Eleonora Ortu, Le Ragazze del Rifugio Gesù Bambino si raccontano, Edes, Sassari, 2017 pp. 265

Riprendiamo a pubblicare i passi più salienti del lavoro succitato  in cui l’autrice racconta  la vita di collegio che va dagli anni sessanta agli ottanta del novecento. Il libro è corredato di fotografie ormai storiche essendo trascorsi dagli anni d’inizio  a quelli della fine ad oggi circa sessant’anni (1960-2020). Si tratta di un’autobiografia narrata e non certo di una serie di affermazioni apodittiche sia sul collegio sia sulle Dame della Carità  amministratrici sia sulle Figlie della Carità educatrici. Il racconto è avvincente e le immagini sono suggestive. (Angelino Tedde)

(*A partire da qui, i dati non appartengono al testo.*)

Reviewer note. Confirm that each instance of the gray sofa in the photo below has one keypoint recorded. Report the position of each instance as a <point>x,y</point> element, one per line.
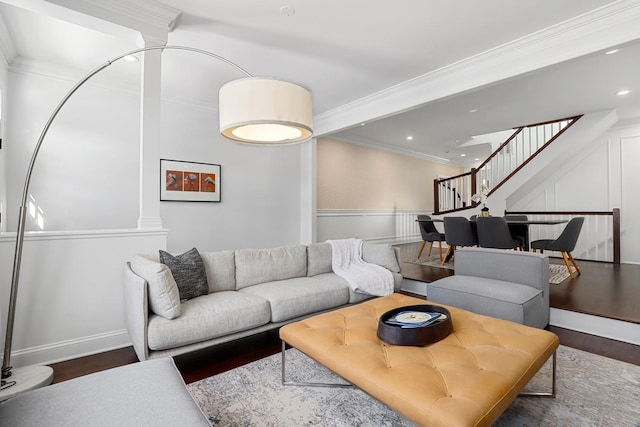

 Quando ero nella sezione di S. Giovanna per andare al mare si facevano i turni.  Essendoci al rifugio quasi 150 ragazze, la colonia non aveva i locali e arredi sufficienti per ospitarci tutte. Il primo turno partiva appena finivano le scuole e rientrava a metà luglio per far posto al secondo turno che rientrava poco prima dell’inizio delle scuole. I preparativi per poter andare in colonia erano principalmente di natura sanitaria, bisognava fare i “raggi” al torace, per cui ogni suora di sezione portava le sue bambine/ragazze in via Amendola dove c’era un camion parcheggiato all’interno dell’ex istituto di igiene e ad una ad una ci facevano la radiografia. Per tre giorni ci davano una pastiglietta celeste dal sapore dolciastro che io succhiavo piano piano, con parsimonia, per assaporarla meglio, era la vaccinazione antitifica.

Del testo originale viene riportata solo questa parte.